Purpose: In grading, one of the most common errors is made in combining two or more different test scores. This study aimed to investigate the agreement of grades calculated by weighting raw scores and standard scores.
Research Methods: In this simulation study, data were simulated for midterm and final measurements. Nine conditions [3 (class level: poor, average, good) x 3 (standard deviation (SD) difference (0, 10, and 20 units)] were considered. The sample size for each measurement was taken as 60 and the replication number set to 100. The weight for midterm and final measurements was respectively taken as 40% and 60%. The students’ norm-referenced grades were calculated in two ways: (1) based on T scores of weighted raw success scores (TWRSS) and (2) based on T scores of weighted standardized success scores (TWSSS). The agreement between TWRSS and TWSSS grades was calculated with the simple percentage agreement, extended (±1 grade) percentage agreement and kappa coefficient. The agreement between grades was compared by conducting two-way ANOVA.
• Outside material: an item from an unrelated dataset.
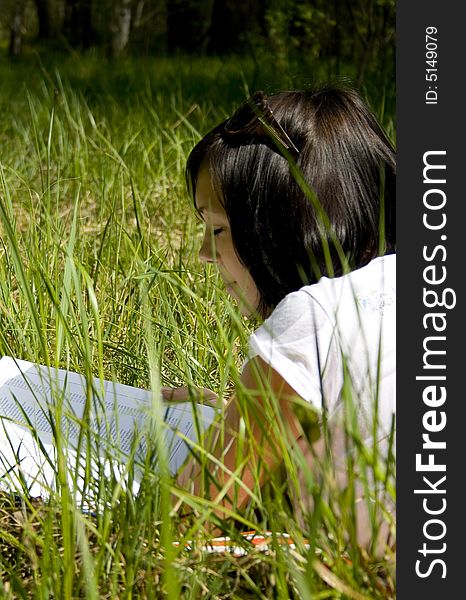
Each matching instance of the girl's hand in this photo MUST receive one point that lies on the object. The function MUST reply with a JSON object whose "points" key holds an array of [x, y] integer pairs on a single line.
{"points": [[185, 394]]}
Findings: The results showed that the SD main effect was a significant effect on the agreement between grades. The maximum agreement was provided when midterm and final measurements had equal SD. The minimum was provided when the SD difference was at the highest level.
Implications for Research and Practice: It was recommended that scores should be standardized before combined in the norm-referenced grading system. The effects of the shape of data (skewness or kurtosis) on norm-referenced grades could be investigated in the further studies.
Keywords: Standard scores, norm-referenced grading, agreement.